Community Banks Tops for Consumer Loans

According to the FDIC’s Quarterly Banking Profile (QBP) for June 30, 2018, bank industry loans to consumers increased nearly five and half percent from June 30, 2017 to June 30, 2018. Credit card loans, a subset of those consumer loans, increased 7.4% during the same time frame. For the most part, consumers are managing credit card debt well.

In fact, according to the QBP, consumers are handling most of their bank debt judiciously.  And, if you look at the graph (below) you’ll see that consumers who use community banks instead of BIG banks are doing the best.

On Thursday (10/4/2018), the American Bankers Association (ABA) released its own report on its consumer delinquency rate survey. The ABA report has a more detailed breakdown on loan types but does not have the benefit of breaking down community banks from other banks. That has been left to us, and combing the two reports, we found some very telling data.

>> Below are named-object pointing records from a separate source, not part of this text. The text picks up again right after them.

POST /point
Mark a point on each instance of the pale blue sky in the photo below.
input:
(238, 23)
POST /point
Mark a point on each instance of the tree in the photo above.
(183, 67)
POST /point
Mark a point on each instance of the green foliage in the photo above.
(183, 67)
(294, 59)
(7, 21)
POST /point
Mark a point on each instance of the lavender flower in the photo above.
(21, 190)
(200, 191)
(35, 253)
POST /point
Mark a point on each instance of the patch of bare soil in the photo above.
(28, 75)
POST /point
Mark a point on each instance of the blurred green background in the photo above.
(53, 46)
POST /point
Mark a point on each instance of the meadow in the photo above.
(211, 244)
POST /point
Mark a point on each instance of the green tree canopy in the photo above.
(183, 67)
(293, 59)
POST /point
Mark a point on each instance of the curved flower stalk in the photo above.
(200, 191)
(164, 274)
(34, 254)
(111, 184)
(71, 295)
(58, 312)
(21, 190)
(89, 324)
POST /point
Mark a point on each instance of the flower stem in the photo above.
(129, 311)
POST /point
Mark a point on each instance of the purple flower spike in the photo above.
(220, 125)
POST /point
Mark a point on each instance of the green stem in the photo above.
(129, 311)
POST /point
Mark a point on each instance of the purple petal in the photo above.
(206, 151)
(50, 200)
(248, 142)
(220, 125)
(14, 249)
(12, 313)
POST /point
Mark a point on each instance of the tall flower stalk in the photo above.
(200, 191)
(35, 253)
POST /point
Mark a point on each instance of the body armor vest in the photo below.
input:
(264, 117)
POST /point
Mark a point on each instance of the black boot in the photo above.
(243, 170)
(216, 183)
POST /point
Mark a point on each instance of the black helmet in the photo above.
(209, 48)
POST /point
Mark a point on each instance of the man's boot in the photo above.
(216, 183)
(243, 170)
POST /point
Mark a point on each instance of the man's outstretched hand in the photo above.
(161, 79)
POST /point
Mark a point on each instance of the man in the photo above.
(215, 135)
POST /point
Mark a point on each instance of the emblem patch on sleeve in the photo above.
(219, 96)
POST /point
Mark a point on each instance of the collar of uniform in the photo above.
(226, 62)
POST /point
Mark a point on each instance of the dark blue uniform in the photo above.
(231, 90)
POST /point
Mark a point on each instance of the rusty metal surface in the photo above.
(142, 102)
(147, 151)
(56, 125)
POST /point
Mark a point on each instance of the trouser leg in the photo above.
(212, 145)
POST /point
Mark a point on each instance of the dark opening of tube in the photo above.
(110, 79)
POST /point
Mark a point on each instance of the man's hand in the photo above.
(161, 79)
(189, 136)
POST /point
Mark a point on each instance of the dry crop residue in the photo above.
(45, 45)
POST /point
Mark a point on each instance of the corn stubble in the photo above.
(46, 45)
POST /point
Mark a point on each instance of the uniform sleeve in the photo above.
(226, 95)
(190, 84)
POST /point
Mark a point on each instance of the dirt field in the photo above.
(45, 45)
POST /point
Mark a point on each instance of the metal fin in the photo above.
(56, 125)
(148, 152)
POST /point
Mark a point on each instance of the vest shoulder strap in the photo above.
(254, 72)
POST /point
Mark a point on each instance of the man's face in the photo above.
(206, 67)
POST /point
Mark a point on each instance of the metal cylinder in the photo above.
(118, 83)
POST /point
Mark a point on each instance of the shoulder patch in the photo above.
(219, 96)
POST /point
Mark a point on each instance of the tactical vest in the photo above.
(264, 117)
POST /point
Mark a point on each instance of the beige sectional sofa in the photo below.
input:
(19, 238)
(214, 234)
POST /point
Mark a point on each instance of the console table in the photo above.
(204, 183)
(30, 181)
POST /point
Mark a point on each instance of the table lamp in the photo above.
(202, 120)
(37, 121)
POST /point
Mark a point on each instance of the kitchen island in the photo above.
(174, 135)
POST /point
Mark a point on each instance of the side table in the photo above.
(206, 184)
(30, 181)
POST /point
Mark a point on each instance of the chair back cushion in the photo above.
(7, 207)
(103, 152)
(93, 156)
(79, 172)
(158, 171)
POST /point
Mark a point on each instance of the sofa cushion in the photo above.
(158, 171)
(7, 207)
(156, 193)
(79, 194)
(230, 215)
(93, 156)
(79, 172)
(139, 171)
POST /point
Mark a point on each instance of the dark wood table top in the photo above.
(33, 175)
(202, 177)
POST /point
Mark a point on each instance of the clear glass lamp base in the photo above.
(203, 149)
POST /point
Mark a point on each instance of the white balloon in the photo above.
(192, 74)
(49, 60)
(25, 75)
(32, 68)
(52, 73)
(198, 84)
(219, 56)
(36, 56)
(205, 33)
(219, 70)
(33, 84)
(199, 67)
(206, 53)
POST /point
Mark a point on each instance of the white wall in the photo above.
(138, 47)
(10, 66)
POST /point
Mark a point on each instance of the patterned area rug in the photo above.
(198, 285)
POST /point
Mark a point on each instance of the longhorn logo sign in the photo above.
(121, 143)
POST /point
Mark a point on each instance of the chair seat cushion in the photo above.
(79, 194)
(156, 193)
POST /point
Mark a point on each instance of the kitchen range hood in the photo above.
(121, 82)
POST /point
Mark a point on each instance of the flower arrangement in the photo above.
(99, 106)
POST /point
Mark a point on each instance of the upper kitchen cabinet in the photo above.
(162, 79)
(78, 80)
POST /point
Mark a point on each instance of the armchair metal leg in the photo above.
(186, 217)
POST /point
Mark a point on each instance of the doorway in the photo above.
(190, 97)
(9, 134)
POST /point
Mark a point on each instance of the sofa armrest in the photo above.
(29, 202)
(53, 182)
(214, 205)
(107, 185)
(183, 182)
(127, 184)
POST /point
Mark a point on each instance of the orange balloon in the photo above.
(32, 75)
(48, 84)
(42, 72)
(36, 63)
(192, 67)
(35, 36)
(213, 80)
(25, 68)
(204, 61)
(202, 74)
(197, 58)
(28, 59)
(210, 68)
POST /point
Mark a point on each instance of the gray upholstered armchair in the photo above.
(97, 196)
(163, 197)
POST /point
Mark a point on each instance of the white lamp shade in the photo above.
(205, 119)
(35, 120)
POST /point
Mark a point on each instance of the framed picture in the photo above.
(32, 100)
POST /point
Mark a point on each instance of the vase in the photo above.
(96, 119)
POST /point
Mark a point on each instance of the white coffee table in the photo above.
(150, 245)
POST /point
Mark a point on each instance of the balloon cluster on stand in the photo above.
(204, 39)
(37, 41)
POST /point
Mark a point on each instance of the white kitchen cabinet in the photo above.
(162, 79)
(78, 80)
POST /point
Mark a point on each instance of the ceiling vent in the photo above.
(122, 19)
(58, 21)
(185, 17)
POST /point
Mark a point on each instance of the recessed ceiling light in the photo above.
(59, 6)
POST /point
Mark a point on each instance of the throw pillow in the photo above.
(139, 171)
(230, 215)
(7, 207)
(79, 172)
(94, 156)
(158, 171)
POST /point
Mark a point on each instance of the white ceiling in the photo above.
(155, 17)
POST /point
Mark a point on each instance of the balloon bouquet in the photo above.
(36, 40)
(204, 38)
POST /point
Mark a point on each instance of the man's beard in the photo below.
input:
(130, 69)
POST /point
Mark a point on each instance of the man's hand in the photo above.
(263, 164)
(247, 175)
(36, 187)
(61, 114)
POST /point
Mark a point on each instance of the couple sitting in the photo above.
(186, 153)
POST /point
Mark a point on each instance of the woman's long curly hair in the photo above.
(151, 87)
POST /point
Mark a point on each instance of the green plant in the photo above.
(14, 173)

The ABA defines delinquent as 30 days or more past due. The FDIC Quarterly Banking Profile (QBP) breaks delinquencies down farther (as pictured below). We can clearly see that from 30-89 days past due, community banks don’t hold much of an edge over the industry as a whole (just 2 basis points—1.30% vs. 1.32%). But that changes as we get to more serious delinquencies. Loans delinquent 90 days or more represent just 0.62% of consumer loans at community banks but account for 0.88% of the industry. And, at 1.19%, consumer loan charge-offs at community banks are 120 basis points (or 1.2 percentage points) lower than the banking industry as a whole.  That’s great news, but in  a tribute to the late Paul Harvey, here’s “The Rest of the Story”.

While most loan categories showed improvement in delinquency rates this quarter, home equity loans faltered. According to the ABA, delinquency rates for both home equity loans and home equity lines of credit (HELOCs) were both up. While they remain well below their respective 15-year averages of 3.00% and 1.21%, delinquent home equity loans were up 12 basis points during the second quarter while HELOCs were up one basis point.

Now we turn back to the QBP to find that the primary blame for these rising delinquencies does NOT lie with community banks, but with  credit card banks. There are currently only 12 banks labeled with this specialization, and you know them. These banks include: Chase Bank USA; Capital One; American Express NB; Discover Bank; Synchrony Bank and seven others. According to the QBP,  home equity loans 90 days or more past due at ALL FDIC-insured banks represent 2.38% of the total. Banks that specialize in consumer lending have a delinquency rate of just 1.65%. Credit card banks, on the other hand, have a whopping 48.19%! And that’s not all, the charge-off rate for these loans at all U.S. banks at 6/30 was just 0.07%; at credit card banks it was 83.73%. (Talk about skewing a bell curve.) So, render therefore unto credit card banks your Jumbo CDs (as they usually have good rates), but think twice when taking out a home equity loan.